Das Orthomol-
Qualitätsmanagement

Auf höchste Qualität legen wir bei Orthomol großen Wert. Dabei gilt: Qualität muss überall sein – sonst ist sie nirgends. Daher produzieren wir unser Sortiment in Deutschland und lassen unsere  Produktionsstandards vom deutschen TÜV regelmäßig prüfen. Seit 2006 sollten lebensmittelverarbeitende Betriebe in Deutschland ein Programm zur Gefahrenerkennung und -abwehr (HACCP) durchlaufen. Orthomol prüft seine Produktionsabläufe schon seit 2001 standardmäßig nach dieser Methode. 
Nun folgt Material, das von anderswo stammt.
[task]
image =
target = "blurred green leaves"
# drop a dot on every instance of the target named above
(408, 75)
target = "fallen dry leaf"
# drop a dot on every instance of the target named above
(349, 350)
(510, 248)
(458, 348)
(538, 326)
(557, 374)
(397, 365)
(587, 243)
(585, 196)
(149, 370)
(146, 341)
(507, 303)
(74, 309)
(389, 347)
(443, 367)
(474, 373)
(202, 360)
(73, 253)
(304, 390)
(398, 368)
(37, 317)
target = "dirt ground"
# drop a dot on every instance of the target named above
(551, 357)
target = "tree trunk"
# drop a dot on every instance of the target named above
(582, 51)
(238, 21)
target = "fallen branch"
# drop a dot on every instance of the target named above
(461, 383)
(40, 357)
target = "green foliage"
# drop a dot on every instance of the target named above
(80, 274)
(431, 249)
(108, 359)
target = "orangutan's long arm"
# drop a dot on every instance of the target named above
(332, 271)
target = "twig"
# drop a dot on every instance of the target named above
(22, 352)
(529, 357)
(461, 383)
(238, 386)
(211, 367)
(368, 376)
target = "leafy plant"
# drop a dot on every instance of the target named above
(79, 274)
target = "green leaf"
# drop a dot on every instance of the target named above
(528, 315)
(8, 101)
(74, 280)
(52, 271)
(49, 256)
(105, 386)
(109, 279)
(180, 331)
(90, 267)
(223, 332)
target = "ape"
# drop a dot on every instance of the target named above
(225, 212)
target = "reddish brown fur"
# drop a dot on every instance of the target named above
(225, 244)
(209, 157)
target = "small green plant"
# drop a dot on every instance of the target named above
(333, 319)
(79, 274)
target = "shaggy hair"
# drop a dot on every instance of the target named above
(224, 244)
Im Jahr 2005 wurde erstmals ein international gültiges System zum Qualitätsmanagement speziell in der Lebensmittelherstellung verabschiedet (DIN EN ISO 22000). Diese Norm stellt derzeit die höchste Stufe des Qualitätsmanagements dar. Orthomol ließ sich schon 2006 auf Basis der neuen Norm vom TÜV Rheinland zertifizieren. Damit sind wir das erste Unternehmen in unserem Segment, das nach diesen höchsten Qualitätsmaßstäben produziert.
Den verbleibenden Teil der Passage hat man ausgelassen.